I’m having trouble replicating the performance of SVector{3, Float64}
with my own custom Vec
type. Here’s the code:
using LinearAlgebra
using StaticArrays
using BenchmarkTools
struct Vec
x::Float64
y::Float64
z::Float64
end
Vec(u) = Vec(u[1], u[2], u[3])
function Base.iterate(v::Vec, state=1)
if state == 1
v.x, 2
elseif state == 2
v.y, 3
elseif state == 3
v.z, 4
else
nothing
end
end
Base.length(v::Vec) = 3
Base.eltype(::Type{Vec}) = Float64
Base.IteratorSize(::Type{Vec}) = Base.HasLength()
Base.IteratorEltype(::Type{Vec}) = Base.HasEltype()
vs = [SVector{3}(rand(3)) for _ in 1:10000]
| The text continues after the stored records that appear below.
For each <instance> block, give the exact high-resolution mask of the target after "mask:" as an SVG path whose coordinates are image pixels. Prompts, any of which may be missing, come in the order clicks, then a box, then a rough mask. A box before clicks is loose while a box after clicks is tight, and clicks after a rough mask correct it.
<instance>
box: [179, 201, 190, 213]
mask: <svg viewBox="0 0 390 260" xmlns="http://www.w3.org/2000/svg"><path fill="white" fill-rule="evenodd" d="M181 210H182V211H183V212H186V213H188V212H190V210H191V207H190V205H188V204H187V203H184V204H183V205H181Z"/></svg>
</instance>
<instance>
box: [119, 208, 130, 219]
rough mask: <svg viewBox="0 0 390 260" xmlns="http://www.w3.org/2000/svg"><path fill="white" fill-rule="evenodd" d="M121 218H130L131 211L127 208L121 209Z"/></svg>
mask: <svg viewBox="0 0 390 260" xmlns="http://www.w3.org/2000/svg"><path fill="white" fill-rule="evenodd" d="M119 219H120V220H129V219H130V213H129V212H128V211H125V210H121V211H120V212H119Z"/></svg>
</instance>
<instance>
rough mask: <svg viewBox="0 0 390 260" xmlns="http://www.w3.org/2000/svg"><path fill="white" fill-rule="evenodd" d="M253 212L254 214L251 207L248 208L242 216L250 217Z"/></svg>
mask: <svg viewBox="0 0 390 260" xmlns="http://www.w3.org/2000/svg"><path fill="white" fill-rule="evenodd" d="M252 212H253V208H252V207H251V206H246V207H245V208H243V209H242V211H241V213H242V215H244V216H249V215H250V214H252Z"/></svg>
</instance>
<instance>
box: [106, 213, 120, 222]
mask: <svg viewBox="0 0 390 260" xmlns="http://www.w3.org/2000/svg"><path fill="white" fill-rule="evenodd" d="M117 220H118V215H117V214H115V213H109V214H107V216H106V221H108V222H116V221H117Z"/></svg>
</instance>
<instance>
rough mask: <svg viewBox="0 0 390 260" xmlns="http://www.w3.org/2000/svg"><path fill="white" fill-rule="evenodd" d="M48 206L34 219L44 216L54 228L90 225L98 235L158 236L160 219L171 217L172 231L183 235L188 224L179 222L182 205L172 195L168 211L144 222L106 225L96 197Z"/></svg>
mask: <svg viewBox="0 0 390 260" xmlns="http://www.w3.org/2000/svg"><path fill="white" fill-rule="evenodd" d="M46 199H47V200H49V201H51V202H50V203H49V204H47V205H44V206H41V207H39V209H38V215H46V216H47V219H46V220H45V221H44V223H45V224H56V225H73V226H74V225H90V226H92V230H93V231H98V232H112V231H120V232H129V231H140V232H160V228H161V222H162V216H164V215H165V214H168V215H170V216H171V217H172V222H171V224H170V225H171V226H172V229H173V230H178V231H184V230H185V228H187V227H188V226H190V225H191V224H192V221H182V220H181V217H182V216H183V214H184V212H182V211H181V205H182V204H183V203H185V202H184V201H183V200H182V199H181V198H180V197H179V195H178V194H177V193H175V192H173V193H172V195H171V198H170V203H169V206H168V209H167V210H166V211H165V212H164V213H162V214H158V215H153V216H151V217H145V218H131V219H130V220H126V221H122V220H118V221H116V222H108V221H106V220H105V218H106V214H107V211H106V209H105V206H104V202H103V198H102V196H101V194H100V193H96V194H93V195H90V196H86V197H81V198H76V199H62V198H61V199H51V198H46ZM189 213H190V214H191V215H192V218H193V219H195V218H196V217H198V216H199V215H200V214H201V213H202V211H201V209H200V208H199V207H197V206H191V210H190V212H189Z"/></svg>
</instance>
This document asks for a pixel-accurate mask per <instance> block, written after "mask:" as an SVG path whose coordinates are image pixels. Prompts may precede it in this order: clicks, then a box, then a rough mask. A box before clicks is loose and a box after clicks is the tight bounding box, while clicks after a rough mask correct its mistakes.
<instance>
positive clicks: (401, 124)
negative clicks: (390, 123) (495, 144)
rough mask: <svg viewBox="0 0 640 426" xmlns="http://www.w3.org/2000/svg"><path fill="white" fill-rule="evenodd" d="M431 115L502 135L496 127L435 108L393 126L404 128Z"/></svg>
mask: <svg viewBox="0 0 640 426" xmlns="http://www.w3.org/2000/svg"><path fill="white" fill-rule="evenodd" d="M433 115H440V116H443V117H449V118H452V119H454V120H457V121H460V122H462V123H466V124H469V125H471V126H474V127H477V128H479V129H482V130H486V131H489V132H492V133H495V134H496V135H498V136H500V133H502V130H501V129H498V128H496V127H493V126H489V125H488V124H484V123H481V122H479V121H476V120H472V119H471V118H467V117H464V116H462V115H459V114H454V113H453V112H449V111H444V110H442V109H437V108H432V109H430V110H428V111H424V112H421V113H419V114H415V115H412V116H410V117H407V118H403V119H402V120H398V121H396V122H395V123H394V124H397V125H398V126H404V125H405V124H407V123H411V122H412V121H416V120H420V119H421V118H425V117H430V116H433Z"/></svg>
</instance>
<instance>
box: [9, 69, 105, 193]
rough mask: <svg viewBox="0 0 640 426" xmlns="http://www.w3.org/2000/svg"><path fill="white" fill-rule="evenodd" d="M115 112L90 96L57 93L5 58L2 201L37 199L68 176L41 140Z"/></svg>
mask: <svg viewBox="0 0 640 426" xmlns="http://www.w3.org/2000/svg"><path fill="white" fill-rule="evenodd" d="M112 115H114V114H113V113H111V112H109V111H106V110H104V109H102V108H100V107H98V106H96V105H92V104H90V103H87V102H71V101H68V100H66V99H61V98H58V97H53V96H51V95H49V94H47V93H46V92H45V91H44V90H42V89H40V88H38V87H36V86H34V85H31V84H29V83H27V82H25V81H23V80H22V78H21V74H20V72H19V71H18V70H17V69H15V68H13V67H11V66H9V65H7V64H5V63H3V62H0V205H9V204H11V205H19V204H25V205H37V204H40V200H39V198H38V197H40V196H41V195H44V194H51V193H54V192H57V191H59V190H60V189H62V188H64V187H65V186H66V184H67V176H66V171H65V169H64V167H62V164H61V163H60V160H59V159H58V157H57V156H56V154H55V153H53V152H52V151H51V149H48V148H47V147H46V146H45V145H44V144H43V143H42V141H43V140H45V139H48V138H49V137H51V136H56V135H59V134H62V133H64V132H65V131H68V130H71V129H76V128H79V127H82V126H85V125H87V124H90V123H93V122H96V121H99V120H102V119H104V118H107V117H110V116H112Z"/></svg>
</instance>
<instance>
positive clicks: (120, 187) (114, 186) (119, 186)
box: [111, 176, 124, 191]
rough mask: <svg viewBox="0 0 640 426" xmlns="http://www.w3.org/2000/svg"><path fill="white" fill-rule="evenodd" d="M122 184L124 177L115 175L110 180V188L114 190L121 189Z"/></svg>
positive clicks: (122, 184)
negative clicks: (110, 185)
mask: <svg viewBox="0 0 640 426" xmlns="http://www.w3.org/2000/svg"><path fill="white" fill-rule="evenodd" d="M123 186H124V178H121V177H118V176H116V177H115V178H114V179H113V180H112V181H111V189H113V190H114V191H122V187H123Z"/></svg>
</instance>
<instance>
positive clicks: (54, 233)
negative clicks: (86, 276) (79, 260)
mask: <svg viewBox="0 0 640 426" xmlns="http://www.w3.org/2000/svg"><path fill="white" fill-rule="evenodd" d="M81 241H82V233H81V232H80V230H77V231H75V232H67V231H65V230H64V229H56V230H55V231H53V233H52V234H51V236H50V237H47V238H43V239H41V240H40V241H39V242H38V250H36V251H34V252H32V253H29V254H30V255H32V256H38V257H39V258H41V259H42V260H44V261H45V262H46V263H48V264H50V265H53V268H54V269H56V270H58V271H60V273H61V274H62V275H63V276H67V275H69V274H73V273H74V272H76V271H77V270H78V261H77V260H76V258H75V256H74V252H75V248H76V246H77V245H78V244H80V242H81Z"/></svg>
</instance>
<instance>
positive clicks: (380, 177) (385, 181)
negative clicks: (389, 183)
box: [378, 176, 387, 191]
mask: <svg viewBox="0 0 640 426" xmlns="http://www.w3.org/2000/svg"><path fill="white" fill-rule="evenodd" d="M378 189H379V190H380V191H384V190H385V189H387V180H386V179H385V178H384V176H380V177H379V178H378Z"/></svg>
ps = [Vec(svec) for svec in vs]
x = SVector(2.0, 3.0, 4.0)
y = Vec(2, 3, 4)
function foo(vs, x)
dot.(vs, Ref(x))
end
@btime foo($vs, $x);
@btime foo($ps, $y);
And here are the benchmark results:
julia> @btime foo($vs, $x);
2.674 μs (2 allocations: 78.17 KiB)
julia> @btime foo($ps, $y);
16.559 μs (2 allocations: 78.17 KiB)
Am I doing something wrong? Is there anything easy I can do to improve the performance of my Vec
type? One of the guiding principles of the Julia language is that users should be able to get the same performance with custom types that they would get from Base types. However, that doesn’t seem to be the case with StaticArrays (well, I know that StaticArrays is not in Base, but it’s the same idea). They seem to have some extra magic to squeeze out the maximum performance from SVector
. Or maybe it’s just that the compiler is better at optimizing NTuple
s?